The political situation in the aftermath of the COVID-19 crisis is not promising, adding to the deterioration experienced during the previous decade by democratic regimes. A lack of trust in politics, the assumption that democracy ‘does not solve problems’ and the perception that corruption has not abated have clearly led to a situation characterized not only by difficulties in representation but also by acute polarization (Alcántara, 2020a, 2020b). The electoral dynamic itself, which had worked reasonably well in recent years, has begun to show weaknesses in its functioning, as highlighted by the recent elections in Venezuela, Nicaragua, Honduras and Paraguay. Meanwhile, the existence of political dynamics with strong, personality-driven presidencies in Brazil, Mexico and El Salvador could lead to democratic erosion. Moreover, in countries such as Argentina, Colombia, Chile or Ecuador, the discontent seen on the streets is a sign of a new cycle of tension and instability.

At the same time, various indicators measuring the quality of democracy over the last five years (V-Dem, The Economist Intelligence Unit, the Bertelsmann Transformation Index) have revealed that it has been deteriorating in recent years. The concentration of power in the hands of presidents for handling extraordinary measures to tackle the pandemic, together with restrictions on rights, may serve to maintain the inertia in favour of strong governments. To this must be added a backlog of unresolved problems, which are likely to be exacerbated by the pandemic and its aftermath. The risk of the difficult circumstances described here lies in the potential for authoritarianism that leaders may have been able to deploy during the months of the pandemic, when the activism of many leaders has been noteworthy (Alcántara, 2020c). Moreover, the combination of the effects of the economic crisis with the emptying of state coffers and the decline in representation has led to the strengthening or upsurge of proposals that have an authoritarian bias in the purest tradition of the region – although cases such as that of Chile seem to be moving in the opposite direction.

The problem in the face of future uncertainty is that often, when things get complicated, it is easy to revert to traditional formulas, and in Latin America, messianic caudillismo (political domination) and populism are just such formulae. Thus, in the democratic arena, Latin America’s governments are facing the toughest test of the last 30–40 years (Meléndez, 2020; Reid, 2020; Rodríguez and Ivarez, 2020). It is clear that the political cycle following the outbreak of the COVID-19 pandemic will have a significant impact on the region’s democracies and will be further exacerbated by the handling of vaccine policies. There are five aspects of the political fallout from the health crisis that stand out:

  • The pre-eminence of the executive branch over all other institutions.

  • The personalization of politics to the detriment of parties.

  • The judicialization of politics as a tool to oppose those in power.

  • The (even) greater importance of mass media, both traditional media and social networks.

  • And increasing distrust in the work of politicians among the general public.

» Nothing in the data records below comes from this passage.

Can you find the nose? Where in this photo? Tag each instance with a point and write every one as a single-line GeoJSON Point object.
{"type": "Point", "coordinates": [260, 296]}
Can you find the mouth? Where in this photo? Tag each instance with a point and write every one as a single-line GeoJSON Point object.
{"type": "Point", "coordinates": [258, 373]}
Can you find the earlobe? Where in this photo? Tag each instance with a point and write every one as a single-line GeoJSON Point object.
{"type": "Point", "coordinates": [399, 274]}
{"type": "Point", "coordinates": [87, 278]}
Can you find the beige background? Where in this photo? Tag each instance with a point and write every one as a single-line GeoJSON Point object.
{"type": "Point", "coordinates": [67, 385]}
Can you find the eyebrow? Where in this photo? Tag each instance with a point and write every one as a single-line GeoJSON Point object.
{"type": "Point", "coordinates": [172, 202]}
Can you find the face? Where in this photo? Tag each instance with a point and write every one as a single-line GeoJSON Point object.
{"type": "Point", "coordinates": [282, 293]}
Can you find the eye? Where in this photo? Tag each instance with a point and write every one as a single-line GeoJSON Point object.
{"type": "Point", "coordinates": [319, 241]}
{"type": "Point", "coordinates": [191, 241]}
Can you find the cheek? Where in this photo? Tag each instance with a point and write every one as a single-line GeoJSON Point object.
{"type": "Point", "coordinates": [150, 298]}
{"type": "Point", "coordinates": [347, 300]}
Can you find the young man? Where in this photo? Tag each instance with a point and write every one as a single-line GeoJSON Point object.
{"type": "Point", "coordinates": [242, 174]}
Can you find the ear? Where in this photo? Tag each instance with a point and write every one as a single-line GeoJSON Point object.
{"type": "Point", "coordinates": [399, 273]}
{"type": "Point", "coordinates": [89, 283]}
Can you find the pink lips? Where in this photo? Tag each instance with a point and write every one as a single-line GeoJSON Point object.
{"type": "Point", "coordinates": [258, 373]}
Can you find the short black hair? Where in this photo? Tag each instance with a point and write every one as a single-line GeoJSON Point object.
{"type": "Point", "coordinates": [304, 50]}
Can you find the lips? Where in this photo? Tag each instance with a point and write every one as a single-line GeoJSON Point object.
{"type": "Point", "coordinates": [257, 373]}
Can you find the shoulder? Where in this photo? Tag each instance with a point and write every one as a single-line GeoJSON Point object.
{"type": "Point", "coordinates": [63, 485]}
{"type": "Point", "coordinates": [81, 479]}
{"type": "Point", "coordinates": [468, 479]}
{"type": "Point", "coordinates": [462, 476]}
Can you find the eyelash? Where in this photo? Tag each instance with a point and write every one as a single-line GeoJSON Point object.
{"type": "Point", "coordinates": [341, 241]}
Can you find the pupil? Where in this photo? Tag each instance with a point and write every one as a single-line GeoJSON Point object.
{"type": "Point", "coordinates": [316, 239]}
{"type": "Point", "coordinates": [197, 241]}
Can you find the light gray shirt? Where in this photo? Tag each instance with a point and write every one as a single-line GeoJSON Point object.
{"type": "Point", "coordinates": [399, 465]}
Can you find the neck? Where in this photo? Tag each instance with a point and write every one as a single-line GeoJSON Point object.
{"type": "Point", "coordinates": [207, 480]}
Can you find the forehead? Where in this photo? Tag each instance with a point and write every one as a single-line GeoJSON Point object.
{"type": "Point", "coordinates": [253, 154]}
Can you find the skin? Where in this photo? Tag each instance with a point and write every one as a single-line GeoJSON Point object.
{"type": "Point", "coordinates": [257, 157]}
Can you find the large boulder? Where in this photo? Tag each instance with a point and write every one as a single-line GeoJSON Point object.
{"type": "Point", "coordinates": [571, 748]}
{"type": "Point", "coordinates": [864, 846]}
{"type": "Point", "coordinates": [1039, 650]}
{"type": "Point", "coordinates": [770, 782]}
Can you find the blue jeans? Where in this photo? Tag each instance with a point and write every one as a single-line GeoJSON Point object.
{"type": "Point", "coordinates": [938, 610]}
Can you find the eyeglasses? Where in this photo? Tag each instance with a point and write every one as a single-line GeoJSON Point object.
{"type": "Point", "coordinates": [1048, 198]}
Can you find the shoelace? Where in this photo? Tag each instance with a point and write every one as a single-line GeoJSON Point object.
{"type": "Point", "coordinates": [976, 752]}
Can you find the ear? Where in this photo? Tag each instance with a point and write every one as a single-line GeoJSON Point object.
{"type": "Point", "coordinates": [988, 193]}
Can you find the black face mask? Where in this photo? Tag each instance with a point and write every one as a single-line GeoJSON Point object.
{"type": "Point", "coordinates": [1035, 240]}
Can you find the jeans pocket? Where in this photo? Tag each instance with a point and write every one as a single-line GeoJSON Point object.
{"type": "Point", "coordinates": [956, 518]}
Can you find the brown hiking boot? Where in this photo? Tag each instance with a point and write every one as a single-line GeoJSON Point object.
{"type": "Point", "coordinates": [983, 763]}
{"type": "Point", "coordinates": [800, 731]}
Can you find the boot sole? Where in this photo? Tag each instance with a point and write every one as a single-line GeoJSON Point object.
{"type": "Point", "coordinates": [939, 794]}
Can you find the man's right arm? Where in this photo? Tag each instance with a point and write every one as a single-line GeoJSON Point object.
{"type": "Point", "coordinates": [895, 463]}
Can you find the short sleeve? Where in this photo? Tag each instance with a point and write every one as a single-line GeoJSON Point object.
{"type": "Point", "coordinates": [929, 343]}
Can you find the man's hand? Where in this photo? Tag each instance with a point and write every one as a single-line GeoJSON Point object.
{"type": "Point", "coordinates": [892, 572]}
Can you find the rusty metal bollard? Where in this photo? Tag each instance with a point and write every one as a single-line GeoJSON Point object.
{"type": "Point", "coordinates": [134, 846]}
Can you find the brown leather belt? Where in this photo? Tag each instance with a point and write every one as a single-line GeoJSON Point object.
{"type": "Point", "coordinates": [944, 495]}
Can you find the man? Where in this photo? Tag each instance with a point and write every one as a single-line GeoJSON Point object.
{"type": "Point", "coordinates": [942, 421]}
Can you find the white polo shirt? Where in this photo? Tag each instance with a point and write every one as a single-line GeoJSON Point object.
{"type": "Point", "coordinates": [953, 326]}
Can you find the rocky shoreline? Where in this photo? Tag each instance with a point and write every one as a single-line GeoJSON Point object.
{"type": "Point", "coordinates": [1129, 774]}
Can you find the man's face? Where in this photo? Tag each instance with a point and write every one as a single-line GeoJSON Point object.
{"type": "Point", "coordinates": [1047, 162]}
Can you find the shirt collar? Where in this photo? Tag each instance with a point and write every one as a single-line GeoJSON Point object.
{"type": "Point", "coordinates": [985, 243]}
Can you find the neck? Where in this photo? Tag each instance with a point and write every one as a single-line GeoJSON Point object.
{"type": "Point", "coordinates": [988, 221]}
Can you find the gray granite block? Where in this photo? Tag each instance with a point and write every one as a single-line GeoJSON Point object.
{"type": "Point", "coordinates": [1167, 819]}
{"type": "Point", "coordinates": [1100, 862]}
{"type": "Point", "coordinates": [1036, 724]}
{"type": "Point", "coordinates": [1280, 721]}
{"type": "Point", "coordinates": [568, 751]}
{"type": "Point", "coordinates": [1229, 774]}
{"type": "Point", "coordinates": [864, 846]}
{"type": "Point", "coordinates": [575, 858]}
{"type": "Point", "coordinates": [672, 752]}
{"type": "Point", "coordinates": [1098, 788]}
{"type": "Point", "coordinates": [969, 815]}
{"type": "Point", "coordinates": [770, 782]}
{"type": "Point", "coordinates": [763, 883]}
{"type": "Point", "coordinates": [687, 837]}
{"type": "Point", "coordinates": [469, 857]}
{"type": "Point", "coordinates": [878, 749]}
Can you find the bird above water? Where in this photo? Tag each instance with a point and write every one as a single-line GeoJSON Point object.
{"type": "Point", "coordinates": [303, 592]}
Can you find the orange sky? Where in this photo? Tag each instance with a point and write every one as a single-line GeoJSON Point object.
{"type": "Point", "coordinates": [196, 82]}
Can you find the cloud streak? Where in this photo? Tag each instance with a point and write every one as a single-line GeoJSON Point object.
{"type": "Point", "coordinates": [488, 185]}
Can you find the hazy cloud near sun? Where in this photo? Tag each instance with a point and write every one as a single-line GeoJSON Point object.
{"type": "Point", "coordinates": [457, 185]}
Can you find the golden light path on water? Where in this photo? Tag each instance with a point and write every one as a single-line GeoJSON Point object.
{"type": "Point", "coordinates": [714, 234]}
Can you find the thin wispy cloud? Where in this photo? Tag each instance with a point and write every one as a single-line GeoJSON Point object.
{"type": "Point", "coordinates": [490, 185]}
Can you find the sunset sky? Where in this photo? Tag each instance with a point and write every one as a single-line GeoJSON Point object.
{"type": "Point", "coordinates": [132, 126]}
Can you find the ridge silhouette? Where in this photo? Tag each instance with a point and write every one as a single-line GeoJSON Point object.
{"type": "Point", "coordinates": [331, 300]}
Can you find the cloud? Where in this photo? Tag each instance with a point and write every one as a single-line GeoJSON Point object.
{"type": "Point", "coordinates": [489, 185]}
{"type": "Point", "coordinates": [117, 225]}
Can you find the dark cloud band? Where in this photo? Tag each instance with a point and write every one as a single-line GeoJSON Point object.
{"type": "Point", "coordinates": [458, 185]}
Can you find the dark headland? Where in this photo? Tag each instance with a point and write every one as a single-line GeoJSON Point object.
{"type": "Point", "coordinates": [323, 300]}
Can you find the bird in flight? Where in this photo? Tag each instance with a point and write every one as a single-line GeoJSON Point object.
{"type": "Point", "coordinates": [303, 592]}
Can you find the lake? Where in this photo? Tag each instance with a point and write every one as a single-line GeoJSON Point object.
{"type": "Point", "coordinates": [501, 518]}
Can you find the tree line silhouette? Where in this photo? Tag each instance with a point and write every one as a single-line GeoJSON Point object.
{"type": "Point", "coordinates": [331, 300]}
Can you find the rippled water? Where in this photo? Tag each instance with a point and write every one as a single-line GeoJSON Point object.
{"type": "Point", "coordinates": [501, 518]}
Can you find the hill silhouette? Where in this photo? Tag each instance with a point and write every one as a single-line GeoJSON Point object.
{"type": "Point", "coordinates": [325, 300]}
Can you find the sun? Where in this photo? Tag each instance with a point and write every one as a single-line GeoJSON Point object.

These aspects imply the concentration of power in few institutions and few hands, as well as greater intra-institutional and media conflict and a strong erosion of social capital. In this sense, it can be said that the critical situation resulting from the COVID-19 crisis has generated less polyarchic systems, which are under greater tension. In these circumstances, the danger lies in a possible decline in democratic principles that – although it already existed before the pandemic – could increase. In the case of the opening of an illiberal cycle, it could be affirmed that the COVID-19 crisis has had effects similar to the stock market crash in 1929, the oil crisis of 1973 and the debt crisis of 1982. Nevertheless, it remains to be seen whether, after the first cycle of the health crisis, marked by public emergency, exceptional circumstances and political personalization, a new period is to come requiring a political logic more focused on the administrative and managerial capacity of the state to meet the challenge of vaccine rollout and economic recovery.